There's something of a punk rock tune that's been bouncing around my head relentlessly over the last few days. It's a powerful tune and I now feel as though I'm at the mercy of its thumping rhythm and immense energy.
 
So much so that I've often found myself unknowingly bobbing my head to its frenzied pace right in the public eye. It's not any old punk tune but a crazy, irresistible blend of punk rock, Eastern European Roma (gypsy) music, dub and heavy metal (to name a few) and a narrative of radical socio-political messages sung in a Slavic accent that would show Borat for the farce he is. This is the music of Gogol Bordello.
 
If, for whatever reason, you have ever been in search of a band that typifies globalisation and melting-pot culture, here's an ace candidate for you.
 
Fronted by the cultural icon Eugene Hütz, who is from Ukraine, Gogol Bordello also consists of seven other members including Russians Sergey Rjabtzev(violin) and Yuri Lemeshev (accordion), Tommy Gobena (bass) from Ethiopia, Eliot Ferguson (drums) from the US, Oren Kaplan (guitar) from Israel, Thai-America Pam Racine (percussion, dance) and Elizabeth Sun (percussion, dance) who is Chinese Scottish.
 
Impressive as this line up may be, it's more often than not the striking history and personality of Hütz, the band's creator, singer and chief songwriter, that tends to demand the most attention.
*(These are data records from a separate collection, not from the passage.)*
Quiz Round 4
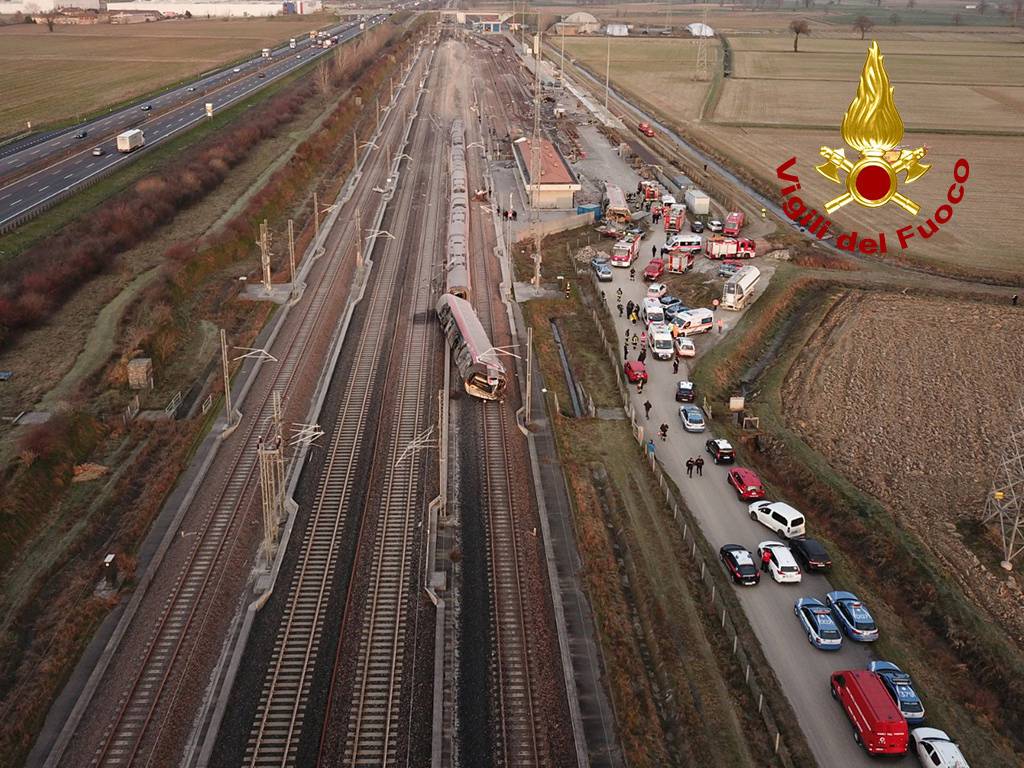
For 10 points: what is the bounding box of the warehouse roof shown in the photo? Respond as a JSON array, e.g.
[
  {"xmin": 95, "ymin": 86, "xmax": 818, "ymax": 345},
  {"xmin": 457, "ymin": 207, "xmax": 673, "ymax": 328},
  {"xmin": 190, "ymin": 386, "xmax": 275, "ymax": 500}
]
[{"xmin": 513, "ymin": 137, "xmax": 580, "ymax": 184}]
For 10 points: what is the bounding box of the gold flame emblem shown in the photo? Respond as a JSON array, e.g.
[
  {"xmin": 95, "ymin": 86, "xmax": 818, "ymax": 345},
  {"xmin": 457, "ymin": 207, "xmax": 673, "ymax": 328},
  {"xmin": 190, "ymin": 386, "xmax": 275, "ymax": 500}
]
[{"xmin": 815, "ymin": 42, "xmax": 931, "ymax": 215}]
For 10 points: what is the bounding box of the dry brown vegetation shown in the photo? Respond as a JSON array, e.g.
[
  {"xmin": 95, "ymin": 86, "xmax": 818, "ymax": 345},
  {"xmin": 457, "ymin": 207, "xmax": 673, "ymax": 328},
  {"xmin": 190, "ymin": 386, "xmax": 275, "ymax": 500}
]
[{"xmin": 0, "ymin": 15, "xmax": 333, "ymax": 136}]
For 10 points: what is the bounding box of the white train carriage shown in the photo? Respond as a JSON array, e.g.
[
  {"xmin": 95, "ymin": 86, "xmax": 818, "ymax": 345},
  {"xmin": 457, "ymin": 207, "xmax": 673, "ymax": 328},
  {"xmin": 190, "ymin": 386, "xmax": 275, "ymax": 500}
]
[{"xmin": 437, "ymin": 294, "xmax": 507, "ymax": 400}]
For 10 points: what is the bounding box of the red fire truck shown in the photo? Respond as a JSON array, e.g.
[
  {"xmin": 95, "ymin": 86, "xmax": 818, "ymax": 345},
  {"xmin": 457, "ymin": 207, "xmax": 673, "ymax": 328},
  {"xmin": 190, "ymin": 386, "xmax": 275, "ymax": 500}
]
[
  {"xmin": 722, "ymin": 211, "xmax": 743, "ymax": 238},
  {"xmin": 705, "ymin": 238, "xmax": 758, "ymax": 259}
]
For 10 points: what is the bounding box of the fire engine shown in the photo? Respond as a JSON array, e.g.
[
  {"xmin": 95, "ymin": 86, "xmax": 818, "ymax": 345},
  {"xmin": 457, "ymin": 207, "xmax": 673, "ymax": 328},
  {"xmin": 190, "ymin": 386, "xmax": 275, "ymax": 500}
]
[{"xmin": 705, "ymin": 238, "xmax": 757, "ymax": 259}]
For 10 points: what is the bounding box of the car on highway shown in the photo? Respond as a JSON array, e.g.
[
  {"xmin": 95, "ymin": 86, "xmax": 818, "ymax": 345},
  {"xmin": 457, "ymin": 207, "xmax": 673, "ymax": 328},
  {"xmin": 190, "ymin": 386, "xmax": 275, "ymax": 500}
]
[
  {"xmin": 718, "ymin": 261, "xmax": 740, "ymax": 278},
  {"xmin": 825, "ymin": 590, "xmax": 879, "ymax": 643},
  {"xmin": 867, "ymin": 662, "xmax": 925, "ymax": 725},
  {"xmin": 758, "ymin": 542, "xmax": 801, "ymax": 584},
  {"xmin": 647, "ymin": 283, "xmax": 669, "ymax": 296},
  {"xmin": 910, "ymin": 728, "xmax": 971, "ymax": 768},
  {"xmin": 790, "ymin": 539, "xmax": 831, "ymax": 572},
  {"xmin": 676, "ymin": 336, "xmax": 697, "ymax": 357},
  {"xmin": 679, "ymin": 403, "xmax": 705, "ymax": 432},
  {"xmin": 623, "ymin": 360, "xmax": 647, "ymax": 384},
  {"xmin": 643, "ymin": 259, "xmax": 665, "ymax": 280},
  {"xmin": 676, "ymin": 379, "xmax": 697, "ymax": 402},
  {"xmin": 705, "ymin": 437, "xmax": 736, "ymax": 464},
  {"xmin": 718, "ymin": 544, "xmax": 761, "ymax": 587},
  {"xmin": 746, "ymin": 501, "xmax": 805, "ymax": 539},
  {"xmin": 725, "ymin": 467, "xmax": 765, "ymax": 502},
  {"xmin": 793, "ymin": 597, "xmax": 843, "ymax": 650}
]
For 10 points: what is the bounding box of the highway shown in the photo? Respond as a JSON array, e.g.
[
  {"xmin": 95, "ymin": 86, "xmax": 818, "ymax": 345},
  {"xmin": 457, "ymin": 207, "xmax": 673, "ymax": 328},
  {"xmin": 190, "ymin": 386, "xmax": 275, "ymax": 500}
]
[{"xmin": 0, "ymin": 15, "xmax": 385, "ymax": 231}]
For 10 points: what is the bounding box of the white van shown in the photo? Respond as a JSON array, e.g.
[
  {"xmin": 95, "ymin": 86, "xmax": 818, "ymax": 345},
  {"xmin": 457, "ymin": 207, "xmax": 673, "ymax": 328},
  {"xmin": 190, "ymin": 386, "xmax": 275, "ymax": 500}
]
[
  {"xmin": 647, "ymin": 323, "xmax": 675, "ymax": 360},
  {"xmin": 748, "ymin": 502, "xmax": 805, "ymax": 539},
  {"xmin": 676, "ymin": 307, "xmax": 715, "ymax": 336},
  {"xmin": 640, "ymin": 299, "xmax": 665, "ymax": 326}
]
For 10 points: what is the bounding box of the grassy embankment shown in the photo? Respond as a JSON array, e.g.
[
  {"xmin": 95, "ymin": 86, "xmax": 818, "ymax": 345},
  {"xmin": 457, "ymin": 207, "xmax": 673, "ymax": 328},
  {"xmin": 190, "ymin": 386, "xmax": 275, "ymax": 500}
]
[
  {"xmin": 693, "ymin": 265, "xmax": 1024, "ymax": 766},
  {"xmin": 515, "ymin": 231, "xmax": 811, "ymax": 766}
]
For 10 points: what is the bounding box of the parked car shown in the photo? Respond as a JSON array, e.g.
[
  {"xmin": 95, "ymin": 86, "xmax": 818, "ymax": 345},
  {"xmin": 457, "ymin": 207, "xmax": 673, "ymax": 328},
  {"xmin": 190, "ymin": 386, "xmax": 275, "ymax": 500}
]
[
  {"xmin": 758, "ymin": 542, "xmax": 801, "ymax": 584},
  {"xmin": 643, "ymin": 259, "xmax": 665, "ymax": 280},
  {"xmin": 676, "ymin": 380, "xmax": 697, "ymax": 402},
  {"xmin": 705, "ymin": 438, "xmax": 736, "ymax": 464},
  {"xmin": 623, "ymin": 360, "xmax": 647, "ymax": 384},
  {"xmin": 825, "ymin": 591, "xmax": 879, "ymax": 643},
  {"xmin": 910, "ymin": 728, "xmax": 971, "ymax": 768},
  {"xmin": 790, "ymin": 539, "xmax": 831, "ymax": 571},
  {"xmin": 793, "ymin": 597, "xmax": 843, "ymax": 650},
  {"xmin": 676, "ymin": 336, "xmax": 697, "ymax": 357},
  {"xmin": 725, "ymin": 467, "xmax": 765, "ymax": 502},
  {"xmin": 829, "ymin": 670, "xmax": 907, "ymax": 755},
  {"xmin": 679, "ymin": 404, "xmax": 705, "ymax": 432},
  {"xmin": 718, "ymin": 544, "xmax": 761, "ymax": 587},
  {"xmin": 647, "ymin": 283, "xmax": 669, "ymax": 296},
  {"xmin": 718, "ymin": 261, "xmax": 739, "ymax": 278},
  {"xmin": 746, "ymin": 501, "xmax": 805, "ymax": 539},
  {"xmin": 867, "ymin": 662, "xmax": 925, "ymax": 725}
]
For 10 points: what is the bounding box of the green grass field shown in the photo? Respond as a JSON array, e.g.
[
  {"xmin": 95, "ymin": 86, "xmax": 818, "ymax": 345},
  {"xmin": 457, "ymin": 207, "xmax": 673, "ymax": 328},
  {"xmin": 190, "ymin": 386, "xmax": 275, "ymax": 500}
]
[{"xmin": 0, "ymin": 15, "xmax": 331, "ymax": 136}]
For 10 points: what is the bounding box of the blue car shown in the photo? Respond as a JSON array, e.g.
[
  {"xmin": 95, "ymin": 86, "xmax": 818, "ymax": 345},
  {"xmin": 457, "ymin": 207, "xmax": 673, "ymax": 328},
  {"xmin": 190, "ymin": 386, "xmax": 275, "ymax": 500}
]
[
  {"xmin": 825, "ymin": 592, "xmax": 879, "ymax": 643},
  {"xmin": 867, "ymin": 662, "xmax": 925, "ymax": 725},
  {"xmin": 793, "ymin": 597, "xmax": 843, "ymax": 650}
]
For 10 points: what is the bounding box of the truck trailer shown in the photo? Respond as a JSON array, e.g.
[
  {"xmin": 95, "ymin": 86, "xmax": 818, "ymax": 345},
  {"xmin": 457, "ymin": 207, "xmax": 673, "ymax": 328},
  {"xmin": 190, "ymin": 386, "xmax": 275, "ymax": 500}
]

The disaster at Chernobyl in 1986 forced him and his family "" like thousands of others "" to evacuate his hometown of Kiev in the Ukraine.
 
After spending seven years travelling around Europe, a relocation programme brought them to the US where they finally settled in Vermont. By then, the roots of Hütz's musical aspirations had already been planted. Due to Soviet control, there was little access to Western music on the radio.
 
Thankfully, distorted AM radio allowed them access to the music of the West. It was here that Hütz would first hear the likes of the Sex Pistols, The Dead Kennedys, Jimi Hendrix, The Clash and many others. But the musical turning point in his life, by his own admission, was when he attended a Sonic Youth concert in Kiev in 1988.
 
According to him, Sonic Youth were then in their prime and their performance was so powerful that he could barely stand it. Once in the US, Hütz made his way to New York where he finally put together Gogol Bordello in 1998.
 
Over the last many years the band has created a reputation for their insanely uninhibited and energetic live performances that in many ways re-enact gypsy gatherings, with Hütz at the helm of things.
 
It was initially embraced by the entire section of central Europeans who inhabited the lower east side of New York but word spread soon and Gogol Bordello found themselves a much wider audience and came to be regarded the pioneers of a style of music called Gypsy Punk.
 
Currently signed onto independent punk label Side One Dummy Records, in their short existence, Gogol Bordello have released five albums including the critically acclaimed and breakthrough album Gypsy Punks: Underdog World Strike (2005).
 
To Hütz, who likes to say it exactly as it is, punk music always meant liberation. And therefore issues relating to human rights, cultural identity and global governmental systems that can result in mass chaos are just a few of the themes that run through the songs on their album.
 
The theme of their latest album Super Taranta! is New Rebel Intelligence (NRI), a theory created by the band and based on their philosophy that music and art can inspire people to affect positive change.
 
In 2006, filmmaker Pavla Fleischer made a documentary called The Pied Piper of Hutzovina, which followed Eugene Hütz across countries including Ukraine, Hungary and Siberia where he went in search of his gypsy roots to understand the music that he is now famously representing in his own way across the globe.